Galectin Therapeutics Inc. (NASDAQ:GALT), the
leading developer of therapeutics that target galectin proteins,
and Providence Cancer Institute today announced
additional preliminary clinical data from cohort 3 of an
investigator-initiated Phase 1b clinical trial of GR-MD-02 used in
combination with KEYTRUDA® (pembrolizumab) in patients with
metastatic melanoma for which KEYTRUDA is indicated or those
patients whose melanoma progressed during or recently after
KEYTRUDA monotherapy.
The Providence Cancer Institute (Portland, OR) translational
medicine team is conducting this phase 1b clinical trial, initiated
under direction of principal investigator Brendan D. Curti, M.D.,
Director, Providence Melanoma Program. The objectives of this study
were to determine a safe dose of GR-MD-02 used in combination with
KEYTRUDA and to measure the response rate to combined therapy. “We
are very encouraged by the objective response rate and the disease
control rate observed in patients with advanced melanoma. These
response rates were higher than expected with KEYTRUDA alone,” said
Dr. Curti. “An objective response rate of seven out of fourteen
patients (50%) and a disease control rate of nine out of fourteen
patients (64%) with advanced melanoma is very encouraging. The
published objective response rates in randomized studies using
KEYTRUDA in patients with advanced melanoma range from 21% in
patients who have had prior therapy to 39% in patients who had not
received prior systemic therapy. Importantly, the combination was
also very well tolerated, and treatment appears to be associated
with fewer adverse events than expected with KEYTRUDA alone.”
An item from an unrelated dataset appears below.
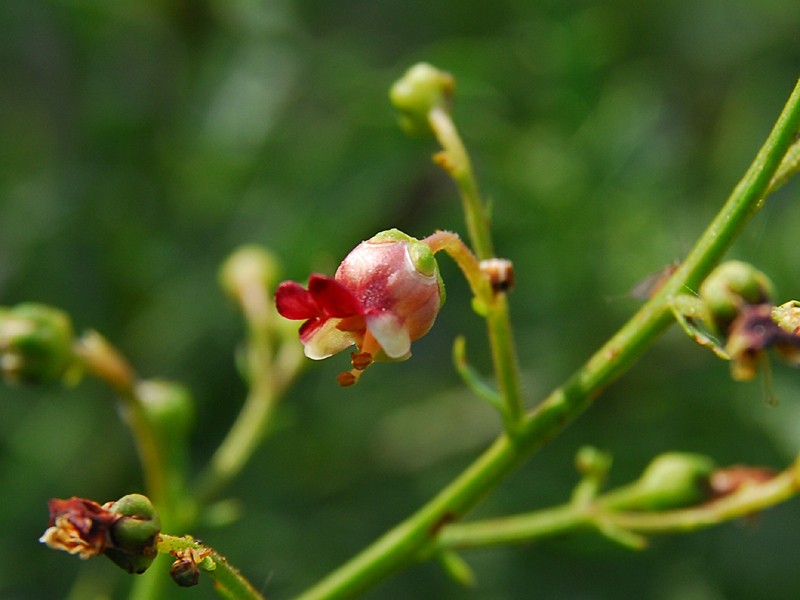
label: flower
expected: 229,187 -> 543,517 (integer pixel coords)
39,497 -> 121,560
275,229 -> 445,386
39,494 -> 161,573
When aggregated with the cohorts previously reported, the data
shows a 50% objective response rate in advanced melanoma with
GR-MD-02 in combination with KEYTRUDA, and a significant decrease
in the frequency of suppressive myeloid-derived suppressor cells
(MDSC) following treatment in the responding patients (on day 85
post-treatment) was observed. The published data on KEYTRUDA alone
have shown an objective response rate of 33% in this patient
population.
Fourteen advanced melanoma patients across three dose cohorts
now have Objective Response Rate (ORR) and Disease Control Rate
(DCR) data. Six patients in cohort 3 (8 mg/kg GR-MD-02) have now
been added to the three patients in cohort 2 (4 mg/kg GR-MD-02) and
the five patients in cohort 1 (2 mg/kg GR-MD-02). Cohorts 1 and 3
each had two patients with an objective response. All three
patients in cohort 2 had an objective response.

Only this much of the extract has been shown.